NEWS / Trust placed in UN World Court vital for promoting rule of law, says top judge

28 October 2010 – The President of the International Court of Justice (ICJ) today voiced appreciation for the trust countries place in the principal judicial organ of the United Nations for settling a wide variety of legal disputes, saying this highlights the importance given to the rule of law.

Hisashi Owada, President of the ICJ, told the General Assembly that the Court’s docket of pending cases has been consistently growing in recent years, now standing at 16 cases, involving approximately 30 different States from all regions of the world.

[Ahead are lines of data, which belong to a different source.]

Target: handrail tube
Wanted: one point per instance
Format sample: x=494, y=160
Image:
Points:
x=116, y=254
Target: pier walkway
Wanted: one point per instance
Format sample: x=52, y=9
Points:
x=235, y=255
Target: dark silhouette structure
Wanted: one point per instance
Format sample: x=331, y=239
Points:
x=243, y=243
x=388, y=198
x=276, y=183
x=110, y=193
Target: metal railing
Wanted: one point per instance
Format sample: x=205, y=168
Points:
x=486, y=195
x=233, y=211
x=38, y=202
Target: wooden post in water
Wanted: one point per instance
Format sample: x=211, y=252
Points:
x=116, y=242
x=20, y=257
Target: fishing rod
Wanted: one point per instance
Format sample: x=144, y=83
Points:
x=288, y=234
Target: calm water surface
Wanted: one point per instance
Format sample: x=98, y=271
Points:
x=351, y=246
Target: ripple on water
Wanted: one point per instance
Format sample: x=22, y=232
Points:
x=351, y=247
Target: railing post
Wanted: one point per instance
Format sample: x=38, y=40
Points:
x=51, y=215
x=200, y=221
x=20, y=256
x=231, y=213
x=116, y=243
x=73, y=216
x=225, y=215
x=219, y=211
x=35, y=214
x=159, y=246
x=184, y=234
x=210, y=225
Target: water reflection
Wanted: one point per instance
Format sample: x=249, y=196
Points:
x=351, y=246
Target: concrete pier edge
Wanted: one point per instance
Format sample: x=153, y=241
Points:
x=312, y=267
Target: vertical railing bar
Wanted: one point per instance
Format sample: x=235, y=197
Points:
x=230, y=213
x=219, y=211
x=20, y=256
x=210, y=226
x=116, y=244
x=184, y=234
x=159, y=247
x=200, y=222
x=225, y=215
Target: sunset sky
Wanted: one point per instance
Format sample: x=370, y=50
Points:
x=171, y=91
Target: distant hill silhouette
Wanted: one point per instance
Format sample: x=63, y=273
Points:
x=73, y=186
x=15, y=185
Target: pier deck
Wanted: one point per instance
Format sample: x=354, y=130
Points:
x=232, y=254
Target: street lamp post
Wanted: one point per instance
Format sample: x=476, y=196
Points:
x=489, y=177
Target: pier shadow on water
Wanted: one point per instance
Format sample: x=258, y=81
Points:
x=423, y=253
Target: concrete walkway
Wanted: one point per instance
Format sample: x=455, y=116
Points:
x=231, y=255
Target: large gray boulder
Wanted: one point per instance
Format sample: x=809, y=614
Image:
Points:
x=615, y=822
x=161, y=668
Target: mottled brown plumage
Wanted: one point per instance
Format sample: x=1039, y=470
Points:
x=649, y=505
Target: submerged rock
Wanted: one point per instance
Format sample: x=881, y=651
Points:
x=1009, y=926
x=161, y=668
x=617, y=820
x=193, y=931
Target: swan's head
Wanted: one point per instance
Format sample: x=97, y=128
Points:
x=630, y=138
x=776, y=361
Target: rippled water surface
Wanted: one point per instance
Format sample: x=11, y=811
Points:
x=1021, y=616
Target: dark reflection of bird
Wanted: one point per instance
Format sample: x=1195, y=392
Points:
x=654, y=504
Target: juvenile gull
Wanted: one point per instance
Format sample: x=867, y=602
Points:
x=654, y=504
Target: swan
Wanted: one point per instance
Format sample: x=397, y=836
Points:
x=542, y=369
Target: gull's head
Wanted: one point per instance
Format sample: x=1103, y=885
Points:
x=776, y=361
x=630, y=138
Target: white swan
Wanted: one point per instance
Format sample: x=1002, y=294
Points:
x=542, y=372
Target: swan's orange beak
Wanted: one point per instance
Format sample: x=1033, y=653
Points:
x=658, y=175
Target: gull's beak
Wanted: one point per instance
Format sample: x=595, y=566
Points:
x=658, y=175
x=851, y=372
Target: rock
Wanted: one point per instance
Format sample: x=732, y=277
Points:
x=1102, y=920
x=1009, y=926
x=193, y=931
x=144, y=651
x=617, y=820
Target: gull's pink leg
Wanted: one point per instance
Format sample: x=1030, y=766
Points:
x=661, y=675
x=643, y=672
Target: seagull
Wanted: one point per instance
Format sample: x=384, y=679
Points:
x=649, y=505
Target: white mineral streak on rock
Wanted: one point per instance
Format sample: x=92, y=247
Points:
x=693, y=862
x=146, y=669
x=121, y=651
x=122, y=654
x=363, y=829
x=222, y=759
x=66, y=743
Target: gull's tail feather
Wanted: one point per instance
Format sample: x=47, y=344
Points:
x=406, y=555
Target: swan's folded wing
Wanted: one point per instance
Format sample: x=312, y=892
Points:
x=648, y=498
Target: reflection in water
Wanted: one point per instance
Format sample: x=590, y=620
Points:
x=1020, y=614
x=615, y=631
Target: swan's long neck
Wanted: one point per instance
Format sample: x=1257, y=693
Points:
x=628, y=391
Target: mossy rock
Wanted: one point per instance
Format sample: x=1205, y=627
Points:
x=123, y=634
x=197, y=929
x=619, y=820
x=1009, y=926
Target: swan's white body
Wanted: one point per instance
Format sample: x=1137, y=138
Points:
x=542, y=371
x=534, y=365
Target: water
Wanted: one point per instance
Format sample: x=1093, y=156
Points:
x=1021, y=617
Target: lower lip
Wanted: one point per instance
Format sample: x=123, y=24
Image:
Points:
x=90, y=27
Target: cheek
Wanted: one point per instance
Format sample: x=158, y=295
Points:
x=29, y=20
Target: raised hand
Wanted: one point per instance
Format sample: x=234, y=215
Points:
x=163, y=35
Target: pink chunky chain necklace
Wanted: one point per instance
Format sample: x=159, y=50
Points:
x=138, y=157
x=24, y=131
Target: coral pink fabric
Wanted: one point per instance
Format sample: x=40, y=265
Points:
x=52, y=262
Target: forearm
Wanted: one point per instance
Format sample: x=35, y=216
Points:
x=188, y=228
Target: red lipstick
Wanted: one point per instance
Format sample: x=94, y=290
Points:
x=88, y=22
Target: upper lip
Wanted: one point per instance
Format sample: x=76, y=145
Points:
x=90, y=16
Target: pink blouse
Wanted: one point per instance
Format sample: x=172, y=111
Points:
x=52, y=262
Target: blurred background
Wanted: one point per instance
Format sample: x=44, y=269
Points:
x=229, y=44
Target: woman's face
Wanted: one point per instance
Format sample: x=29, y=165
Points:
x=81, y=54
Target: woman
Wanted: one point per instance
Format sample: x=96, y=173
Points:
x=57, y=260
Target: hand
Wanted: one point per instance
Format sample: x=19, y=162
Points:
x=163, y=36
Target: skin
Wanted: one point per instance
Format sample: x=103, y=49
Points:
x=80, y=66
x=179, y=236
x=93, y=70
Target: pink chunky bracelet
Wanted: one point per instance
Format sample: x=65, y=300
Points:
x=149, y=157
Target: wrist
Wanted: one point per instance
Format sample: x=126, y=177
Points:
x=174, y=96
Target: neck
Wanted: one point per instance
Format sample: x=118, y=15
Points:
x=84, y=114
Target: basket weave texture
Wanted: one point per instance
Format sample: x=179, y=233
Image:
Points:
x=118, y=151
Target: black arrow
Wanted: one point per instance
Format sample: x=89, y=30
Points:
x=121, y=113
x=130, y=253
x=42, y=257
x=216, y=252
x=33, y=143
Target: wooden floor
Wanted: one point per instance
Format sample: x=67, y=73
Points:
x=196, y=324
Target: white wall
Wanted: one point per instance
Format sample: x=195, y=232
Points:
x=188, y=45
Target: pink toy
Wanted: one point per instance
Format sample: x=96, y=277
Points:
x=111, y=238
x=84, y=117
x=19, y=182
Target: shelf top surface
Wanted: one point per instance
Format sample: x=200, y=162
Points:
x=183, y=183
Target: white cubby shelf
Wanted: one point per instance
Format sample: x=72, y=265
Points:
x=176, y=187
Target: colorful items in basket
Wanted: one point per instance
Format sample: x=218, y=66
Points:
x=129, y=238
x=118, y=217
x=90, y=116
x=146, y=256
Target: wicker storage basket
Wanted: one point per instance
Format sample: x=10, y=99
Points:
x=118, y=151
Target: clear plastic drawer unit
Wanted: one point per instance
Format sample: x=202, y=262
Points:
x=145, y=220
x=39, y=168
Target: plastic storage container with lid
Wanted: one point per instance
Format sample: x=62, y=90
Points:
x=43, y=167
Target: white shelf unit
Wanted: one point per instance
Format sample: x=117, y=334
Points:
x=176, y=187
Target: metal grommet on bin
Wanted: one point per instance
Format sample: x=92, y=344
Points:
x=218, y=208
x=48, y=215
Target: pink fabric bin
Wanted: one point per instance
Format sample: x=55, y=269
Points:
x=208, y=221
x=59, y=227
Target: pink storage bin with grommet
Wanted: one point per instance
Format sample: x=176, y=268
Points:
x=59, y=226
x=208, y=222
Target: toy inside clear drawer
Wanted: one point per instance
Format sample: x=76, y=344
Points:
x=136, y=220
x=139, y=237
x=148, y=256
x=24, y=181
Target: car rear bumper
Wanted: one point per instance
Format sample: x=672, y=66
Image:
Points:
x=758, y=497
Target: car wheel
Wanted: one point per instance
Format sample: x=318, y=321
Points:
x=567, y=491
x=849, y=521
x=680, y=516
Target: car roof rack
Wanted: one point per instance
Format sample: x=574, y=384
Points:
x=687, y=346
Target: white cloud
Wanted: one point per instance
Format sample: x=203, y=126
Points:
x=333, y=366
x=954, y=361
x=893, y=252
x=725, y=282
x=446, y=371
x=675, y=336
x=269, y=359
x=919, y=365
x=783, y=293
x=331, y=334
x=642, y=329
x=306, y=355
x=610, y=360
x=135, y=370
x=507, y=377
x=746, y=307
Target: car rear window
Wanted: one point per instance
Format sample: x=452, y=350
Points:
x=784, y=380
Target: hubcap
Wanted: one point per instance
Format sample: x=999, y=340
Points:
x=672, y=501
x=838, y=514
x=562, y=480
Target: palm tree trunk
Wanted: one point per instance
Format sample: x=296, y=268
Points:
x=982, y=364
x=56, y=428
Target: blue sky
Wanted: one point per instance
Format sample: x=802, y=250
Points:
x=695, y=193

“The increased recourse by States to the International Court of Justice for the judicial settlement of their disputes testifies to the growing consciousness among political leaders of these States of the importance of the rule of law in the international community,” he said as he presented the Court’s annual report, covering the period from 1 August 2009 to 31 July 2010.

Established in 1945 under the UN Charter, the ICJ – sometimes referred to as the World Court – settles legal disputes between States and gives advisory opinions on legal questions that have been referred to it by authorized UN organs or specialized agencies.

Among the cases submitted to the Court this year is the border dispute between the West African countries of Burkina Faso and Niger, as well as a suit filed by Australia against Japan for allegedly breaching international law regarding whaling.

In addition to the judgements rendered over the past year, the Court issued an advisory opinion in July, in response to a request by the General Assembly, stating that Kosovo’s unilateral declaration of independence from Serbia in February 2008 did not violate international law.

Judge Owada noted that the rule of law now permeates every aspect of the UN’s activities, from the maintenance of peace and security to the protection of human rights, from the fight against poverty to the protection of the global environment.

“While every part of the Organization has a role to play in the promotion of the rule of law, the Court, as the principal judicial organ of the United Nations, is expected to play a central role in this area,” he stated.

“By working to strengthen the rule of law, the Organization can strengthen its moral fibres that are so essential to uniting an increasingly interconnected world,” he added.

Judges serving on the ICJ, which is based in The Hague, are chosen on the basis of their qualifications, not on the basis of nationality, and care is taken to ensure that the principal legal systems of the world are represented. No two judges can be from the same country. They cannot engage in any other occupation during their term of office.

The Court is currently comprises President Owada (Japan); Vice-President Peter Tomka (Slovakia); and Judges Abdul G. Koroma (Sierra Leone), Awn Shawkat Al-Khasawneh (Jordan), Joan E. Donoghue (United States) and Bruno Simma (Germany).

Judges Ronny Abraham (France), Kenneth Keith (New Zealand), Bernardo Sepúlveda-Amor (Mexico), Mohamed Bennouna (Morocco), Leonid Skotnikov (Russia), Antônio Augusto Cançado Trindade (Brazil), Abdulqawi Ahmed Yusuf (Somalia), Christopher Greenwood (United Kingdom) and Xue Hanqin (China) complete the 15-member body.